16 mai 2023
À chaque fois que nous goûtons un aliment, une véritable rencontre se produit, comme sur une application de rencontre : la connexion entre la nourriture et la saveur est comme une histoire d’amour.
Vous souvenez-vous, quand nous étions petits, nos parents nous laissaient goûter un peu de la crème au chocolat qu'ils avaient préparée pour garnir un gâteau ? Cette longue attente, à regarder les ingrédients se mélanger, changer de couleur et de texture au rythme d'un fouet, pour aboutir à un équilibre parfait entre densité et douceur, comme les instruments d'un orchestre, créant ensemble une mélodie inoubliable.
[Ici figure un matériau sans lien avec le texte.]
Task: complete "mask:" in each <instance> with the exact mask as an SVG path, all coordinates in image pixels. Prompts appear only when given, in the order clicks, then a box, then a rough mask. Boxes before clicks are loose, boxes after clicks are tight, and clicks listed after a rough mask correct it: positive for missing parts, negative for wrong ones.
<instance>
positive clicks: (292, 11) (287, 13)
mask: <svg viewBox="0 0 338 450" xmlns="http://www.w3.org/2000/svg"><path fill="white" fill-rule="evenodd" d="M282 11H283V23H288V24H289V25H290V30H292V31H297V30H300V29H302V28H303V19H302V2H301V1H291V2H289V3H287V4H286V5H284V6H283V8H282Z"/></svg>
On dit que les premiers souvenirs des êtres vivants sont liés à la nourriture. De même que Marcel Proust n'avait besoin que de quelques miettes de madeleine trempées dans une tasse de thé fumant pour revivre son enfance et sa gourmandise chez sa tante, nos souvenirs sont imprégnés de saveurs capables d'influencer profondément notre personnalité.
Chaque fois que nous goûtons un aliment, une véritable correspondance se produit, comme sur une application de rencontre : aussi étrange que cela puisse paraître, le lien entre la nourriture et notre perception du goût s'apparente à une histoire d'amour. Chaque ingrédient est composé de nombreuses petites molécules qui, dans le chaos des autres ingrédients et d'autres molécules très similaires, sont attirées vers leur moitié parfaite, leur « âme sœur ». Scientifiquement définie comme une liaison récepteur-ligand, c'est le mécanisme par lequel la nature nous a donné la capacité d'identifier l'amertume, la distinguant du sucré, de l'acide ou du salé.
Lorsque cette liaison se produit, lorsque les molécules alimentaires trouvent leur correspondance parfaite, un message est envoyé à notre cerveau qui identifie immédiatement ce que nous mangeons et construit des souvenirs autour de cet aliment. L'évocation des saveurs constitue en effet la base psychologique de l'appétit, cette fameuse sensation d'appétence, et influence par conséquent notre bien-être psychologique.
Comme dans une véritable histoire d’amour, les souvenirs d’une bonne expérience culinaire, d’un plat que nous avons aimé, creusent des sillons dans notre cerveau, comme des rails, le long desquels voyagent les sensations qui précèdent la possibilité de goûter à nouveau ce plat, de revivre les mêmes émotions d’une première rencontre.
Les études sur la chimie des aliments sont innombrables. La relation entre le goût et l'odorat est une dynamique très intéressante et constamment étudiée. Gordon Shepherd, professeur au département de neurobiologie de Yale, soutient que les saveurs ne se trouvent pas dans les aliments, mais sont créées par notre cerveau, et plus précisément, principalement par notre système olfactif. Les molécules odorantes véhiculent l'information et stimulent nos récepteurs olfactifs, qui la transmettent au cerveau, qui la traduit en images. Cette connexion aux centres cognitifs supérieurs du cerveau est une propriété particulière de l'odorat, fondamentale pour l'expérience gustative. En matière d'alimentation, on peut affirmer sans hésiter que tout est une question de nez !
L'élégante alchimie qui régit la manière dont les ingrédients et les molécules olfactives se lient à leurs récepteurs est semblable à celle qui existe entre le scénario et la mise en scène dans une pièce de théâtre : le résultat positif est donné par le dynamisme parfait entre les plans, la musique et l'acte théâtral, tout comme dans un plat il est donné par l'équilibre des odeurs et des saveurs.
Et, comme pour une pièce magistralement montée, nous serons enclins à acheter un nouveau billet, nous ne renoncerons jamais à nous attarder quelques secondes de plus dans le souvenir de quelques miettes de Madeleine.